N°16 | Que sont les héros devenus ?

Roger Cadot
Souvenirs d’un combattant
La Plaine Saint Denis, Publibook, 2010
Roger Cadot, Souvenirs d’un combattant, Publibook

Le professeur Michel Cadot présente au public les mémoires inédits de son père Roger Cadot (1885-1953). Celui-ci, jeune journaliste financier en 1914, a combattu sans interruption de la mobilisation de l’été 1914 à l’armistice du 11 novembre 1918. Il a continué à servir sous l’uniforme jusqu’en mars 1919, ayant même participé, un court moment, à l’occupation française de l’Allemagne vaincue. Roger Cadot termine capitaine le conflit qu’il a commencé sergent (de réserve). Il a tenu très régulièrement des carnets sur sa vie quotidienne qui, combinés avec sa correspondance globalement bien conservée, lui ont permis de rédiger ultérieurement ses souvenirs « pour une très petite part au lendemain de la guerre de 1914-1918 et pour le reste entre 1940 et 1945 ; c’est-à-dire vingt-cinq ans et plus après les événements… » (Roger Cadot, « Avant-propos », p. 11).
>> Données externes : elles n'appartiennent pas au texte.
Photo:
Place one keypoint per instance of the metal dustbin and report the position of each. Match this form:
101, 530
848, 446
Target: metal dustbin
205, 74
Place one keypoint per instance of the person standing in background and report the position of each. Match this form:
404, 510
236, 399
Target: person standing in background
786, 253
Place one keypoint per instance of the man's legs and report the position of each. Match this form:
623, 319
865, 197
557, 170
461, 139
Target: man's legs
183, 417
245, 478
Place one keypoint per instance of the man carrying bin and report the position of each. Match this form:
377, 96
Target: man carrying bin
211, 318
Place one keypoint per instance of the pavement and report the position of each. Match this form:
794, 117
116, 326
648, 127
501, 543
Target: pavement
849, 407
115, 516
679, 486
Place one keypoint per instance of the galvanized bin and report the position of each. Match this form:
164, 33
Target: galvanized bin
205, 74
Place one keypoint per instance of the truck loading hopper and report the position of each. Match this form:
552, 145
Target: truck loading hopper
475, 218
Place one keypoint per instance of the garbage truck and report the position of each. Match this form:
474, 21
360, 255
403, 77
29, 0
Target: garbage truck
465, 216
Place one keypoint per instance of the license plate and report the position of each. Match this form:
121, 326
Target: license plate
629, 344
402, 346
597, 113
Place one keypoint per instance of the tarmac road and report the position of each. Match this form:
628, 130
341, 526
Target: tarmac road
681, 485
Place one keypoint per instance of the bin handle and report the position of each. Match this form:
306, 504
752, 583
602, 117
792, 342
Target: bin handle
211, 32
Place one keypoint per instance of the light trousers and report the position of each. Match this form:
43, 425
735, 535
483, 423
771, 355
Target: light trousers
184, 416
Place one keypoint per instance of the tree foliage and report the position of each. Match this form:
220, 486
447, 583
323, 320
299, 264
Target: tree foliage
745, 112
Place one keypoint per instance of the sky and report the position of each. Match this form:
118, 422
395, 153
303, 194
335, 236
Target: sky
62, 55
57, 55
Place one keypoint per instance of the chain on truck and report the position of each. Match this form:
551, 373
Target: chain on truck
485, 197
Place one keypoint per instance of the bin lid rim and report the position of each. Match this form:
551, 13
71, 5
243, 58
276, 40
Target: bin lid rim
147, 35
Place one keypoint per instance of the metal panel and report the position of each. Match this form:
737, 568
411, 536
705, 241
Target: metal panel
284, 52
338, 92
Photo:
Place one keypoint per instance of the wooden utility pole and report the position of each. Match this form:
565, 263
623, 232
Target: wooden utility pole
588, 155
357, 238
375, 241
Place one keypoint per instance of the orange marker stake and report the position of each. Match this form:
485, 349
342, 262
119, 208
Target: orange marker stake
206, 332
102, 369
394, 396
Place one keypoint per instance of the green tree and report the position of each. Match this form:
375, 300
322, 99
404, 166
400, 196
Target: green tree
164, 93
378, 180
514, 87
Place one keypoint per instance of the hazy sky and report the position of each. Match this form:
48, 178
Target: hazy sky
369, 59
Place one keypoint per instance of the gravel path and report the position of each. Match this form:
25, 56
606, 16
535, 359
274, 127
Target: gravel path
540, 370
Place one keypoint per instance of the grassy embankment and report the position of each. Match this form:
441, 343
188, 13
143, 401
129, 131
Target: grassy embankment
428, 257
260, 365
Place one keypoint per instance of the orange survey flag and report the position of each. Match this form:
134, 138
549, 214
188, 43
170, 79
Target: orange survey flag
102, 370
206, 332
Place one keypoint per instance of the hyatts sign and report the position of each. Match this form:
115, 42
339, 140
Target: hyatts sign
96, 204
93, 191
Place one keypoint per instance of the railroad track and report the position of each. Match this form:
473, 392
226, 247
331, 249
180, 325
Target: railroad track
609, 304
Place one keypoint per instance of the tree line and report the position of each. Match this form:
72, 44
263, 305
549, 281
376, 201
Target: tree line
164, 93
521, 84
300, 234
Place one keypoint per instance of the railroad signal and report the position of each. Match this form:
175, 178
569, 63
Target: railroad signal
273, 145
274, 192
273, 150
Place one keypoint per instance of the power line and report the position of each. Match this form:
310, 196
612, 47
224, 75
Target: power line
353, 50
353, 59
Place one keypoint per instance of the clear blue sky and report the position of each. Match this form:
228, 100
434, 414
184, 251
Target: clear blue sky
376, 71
Ce récit documenté et médité est exemplaire de la logique spécifique des processus mémoriels liés aux grandes guerres dévastatrices du xxe siècle : la lente maturation de la mémoire, qui s’apparente au travail du deuil et à la cure psychanalytique, parvient, progressivement et jusqu’à un certain point, à surmonter un premier silence paralysant causé par les multiples traumatismes physiques et psychiques qui ont affecté les combattants.

Le très grand intérêt de l’ouvrage naît de la convergence de plusieurs facteurs. Il s’agit d’une chronique continue, qui englobe le conflit dans toute sa durée, à l’échelle individuelle (ce qui constitue une limite, car il est hasardeux de généraliser à partir d’une expérience singulière, mais aussi un atout, car le témoignage y gagne une unité organique). Roger Cadot se montre aussi un excellent observateur, tant des paramètres de la vie matérielle que de son environnement humain. Il caractérise avec finesse les conditions, substantiellement différentes, des sous-officiers et des officiers, dont il a fait successivement l’expérience, sans jamais oublier les simples soldats. Enfin, Roger Cadot écrit bien, alliant avec bonheur précision descriptive et pouvoir d’évocation. Les passages qu’il consacre aux nuits de Lorette ou à la montée vers Verdun sont appelés à devenir des classiques.

On n’émettra qu’une seule réserve : l’absence d’apparat critique. Il faut souhaiter que ce manque soit comblé dans la future réédition que mérite ce beau livre.